To assess the generalization capability of our model, we conducted tests on the open-source dataset OASIS47. We collected 104 3D MRI images from 104 subjects, equally distributed between AD and CN (52 each). We directly applied our model, trained on the ADNI dataset, to test on the collected OASIS database. We then compared our results with those of current state-of-the-art models in the vision domain, as mentioned earlier. The results are presented in Table 8. As evident from the table, our model demonstrates superior generalization performance on the OASIS dataset, achieving an accuracy of 75.96%, significantly outperforming other models.
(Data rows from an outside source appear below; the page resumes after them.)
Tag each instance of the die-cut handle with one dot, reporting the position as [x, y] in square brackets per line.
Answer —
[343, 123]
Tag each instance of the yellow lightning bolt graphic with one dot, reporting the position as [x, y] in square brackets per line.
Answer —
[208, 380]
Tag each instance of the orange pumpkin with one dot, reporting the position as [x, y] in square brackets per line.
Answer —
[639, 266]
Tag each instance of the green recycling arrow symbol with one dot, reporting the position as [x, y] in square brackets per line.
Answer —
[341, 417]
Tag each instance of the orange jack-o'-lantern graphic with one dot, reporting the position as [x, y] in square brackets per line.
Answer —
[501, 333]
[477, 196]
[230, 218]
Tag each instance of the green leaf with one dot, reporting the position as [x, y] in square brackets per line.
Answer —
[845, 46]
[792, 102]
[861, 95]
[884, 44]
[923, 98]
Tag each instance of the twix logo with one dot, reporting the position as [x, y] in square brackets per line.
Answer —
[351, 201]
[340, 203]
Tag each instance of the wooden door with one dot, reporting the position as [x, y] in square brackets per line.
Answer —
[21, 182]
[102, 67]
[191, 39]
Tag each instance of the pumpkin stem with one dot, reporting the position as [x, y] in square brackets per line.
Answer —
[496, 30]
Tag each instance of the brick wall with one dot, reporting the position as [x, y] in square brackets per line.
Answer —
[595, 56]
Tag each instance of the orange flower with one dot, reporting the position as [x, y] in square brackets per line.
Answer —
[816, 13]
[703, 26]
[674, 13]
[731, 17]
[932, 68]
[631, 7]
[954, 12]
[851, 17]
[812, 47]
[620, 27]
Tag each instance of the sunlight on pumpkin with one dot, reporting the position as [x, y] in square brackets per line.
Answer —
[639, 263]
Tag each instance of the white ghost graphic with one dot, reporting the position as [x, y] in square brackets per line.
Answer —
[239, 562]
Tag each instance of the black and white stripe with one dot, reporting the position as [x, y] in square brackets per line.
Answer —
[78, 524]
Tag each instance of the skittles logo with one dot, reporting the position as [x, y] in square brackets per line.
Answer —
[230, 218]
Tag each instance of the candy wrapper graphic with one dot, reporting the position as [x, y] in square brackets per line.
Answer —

Overall, the generalization ability of all models listed in the table appears limited. We attribute this to two main factors:
-
(1)
Insufficient training data volume. The ADNI dataset, with 798 MRI images, uses only 75% for training. This quantity is still relatively small, especially considering the complexity of 3D data, which makes feature generalization more challenging.
-
(2)
The difference between the ADNI and OASIS datasets. While ADNI contains MRI images specifically related to AD, OASIS includes images of patients with various forms of dementia. The pathological features represented in these MRI scans may differ slightly, potentially contributing to the suboptimal generalization results.
Despite these challenges, our model ultimately achieved an accuracy of 75.96%, significantly outperforming other models in terms of generalization. This demonstrates our model’s superior ability to capture AD-specific features. However, we also recognize the existing limitations. In the future, our team plans to collaborate with local hospitals, while ensuring patient privacy, to gather more MRI data for further training. Additionally, we plan to collect and incorporate MRI data containing artifacts and noise into our training process to enhance the model’s robustness. Another important aspect to consider is the computational complexity of the model. Improving the computational efficiency while maintaining model performance can further facilitate its clinical application. Therefore, we plan to continue our research in areas such as knowledge distillation and model pruning to optimize our model.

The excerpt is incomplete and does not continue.